Health Minister Bruce Fitch told the House earlier this month that his Progressive Conservative government had put in measures to help the situation, pointing to New Brunswick Health Link, 11 clinics around the province that pool doctors to offer primary care to orphaned patients.
All told, he said,58,000 patients have been onboarded into the stop-gap measure until they can find their own family doctor or nurse practitioner.
A spokesman for his department said Fitch wasn’t available for an interview on Tuesday.
Levesque attended the legislature earlier this month with two of his students, watching questionperiod and other House proceedings. He asked for a private audience with Premier Blaine Higgs, not really expecting to get one. But the premier agreed, and they met behind closed doors for about 45 minutes.
The professor said Higgs seemed to have a good handle on the challenges facing the system.
“He firmly believes that healthcare teams are the solution,” Levesque said. “And I think there’s some mustard to this. As he states, new doctors entering the system don’t want to go into solo practices anymore. They want to work in teams, in the collaborative care model, with seven or eight of them working together.
“But the challenge is, every retiring doctor has a patient roster of 3,000-plus, whereas a new doctor coming into one of these clinics wants 900 or 1,000. So you lose one doctor but you need three to replace him or her.”
The other challenges are fewer medical students wanting to enroll in family medicine as a specialty and the competition to attract health-care professionals nationwide and around the world, leaving shortages.
Levesque said New Brunswick is turning into a place with haves and have-nots in the healthcare system, with the have-nots getting increasingly frustrated they can’t be seen when they have medical problems that aren’t emergencies.
“People are saying to the government,’ I don’t care what your excuses are, stop racking up the surpluses and put the money into the system and get us some doctors,'” he said. “If you can’t get enough doctors, ramp the wages up. Money talks.
“Compare what Higgs is doing to what Premier Tim Houston is doing in Nova Scotia. He’s throwing everything at the wall to make a difference and make it stick to get people the care they need. Here, we are penny pinchers.

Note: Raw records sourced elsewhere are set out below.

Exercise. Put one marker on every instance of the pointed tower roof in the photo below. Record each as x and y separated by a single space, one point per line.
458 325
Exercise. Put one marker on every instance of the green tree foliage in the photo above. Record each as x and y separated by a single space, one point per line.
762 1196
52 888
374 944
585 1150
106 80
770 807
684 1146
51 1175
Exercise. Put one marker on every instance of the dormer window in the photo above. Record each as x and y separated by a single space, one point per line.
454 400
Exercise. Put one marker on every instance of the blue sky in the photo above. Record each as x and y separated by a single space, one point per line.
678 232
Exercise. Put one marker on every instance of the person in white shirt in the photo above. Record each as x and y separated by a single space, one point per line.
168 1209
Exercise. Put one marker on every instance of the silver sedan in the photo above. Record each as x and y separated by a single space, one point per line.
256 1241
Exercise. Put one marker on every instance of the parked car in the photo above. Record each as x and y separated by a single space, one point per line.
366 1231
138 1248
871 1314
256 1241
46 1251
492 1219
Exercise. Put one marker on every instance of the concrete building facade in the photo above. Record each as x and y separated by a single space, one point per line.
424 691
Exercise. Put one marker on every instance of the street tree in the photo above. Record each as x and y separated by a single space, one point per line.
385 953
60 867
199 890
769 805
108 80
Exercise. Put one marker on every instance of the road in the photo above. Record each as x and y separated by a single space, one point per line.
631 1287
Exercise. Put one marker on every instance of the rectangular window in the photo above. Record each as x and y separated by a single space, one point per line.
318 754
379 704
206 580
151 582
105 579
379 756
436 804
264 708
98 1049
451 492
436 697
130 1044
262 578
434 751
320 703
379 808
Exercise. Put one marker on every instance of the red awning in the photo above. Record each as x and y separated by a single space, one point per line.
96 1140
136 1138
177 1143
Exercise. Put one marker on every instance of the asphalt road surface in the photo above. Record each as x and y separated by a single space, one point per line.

So if you’re a voter in the upcoming election, how are you going to perceive this?”
Under a new contract signed last year, family physicians in Nova Scotia will see a salary increase of 10 per cent over four years.
Nova Scotia’s Tory government also moved to a new payment model for family doctors that calculates income based on the number of patients in their practice, the number of hours they work and the services they provide. It’s a model that younger doctors prefer, according to Doctors Nova Scotia.
Bateman, however, isn’t convinced spending more will make a difference.
He said voters might blame the government for the problems, but the opposition doesn’t offer any panaceas.
The academic attended a healthcare conference in Fredericton last Friday that featured keynote speaker Don Drummond, the prominent economist who once worked for the federal government, TD Bank and now Queen’s University.
“He said we’re trying to recruit nurses and doctors from other jurisdictions, but every other place is facing the same shortages. That means we probably won’t get people to come here and the whole concept of bidding against other places will simply drive up the cost to recruit the same small number of professionals.
“So it’s a bit of a mug’s game. The way to do this is to increase supply, getting more students into nursing and medical schools, but that’s a longer-term proposition. There’s no overnight fix.”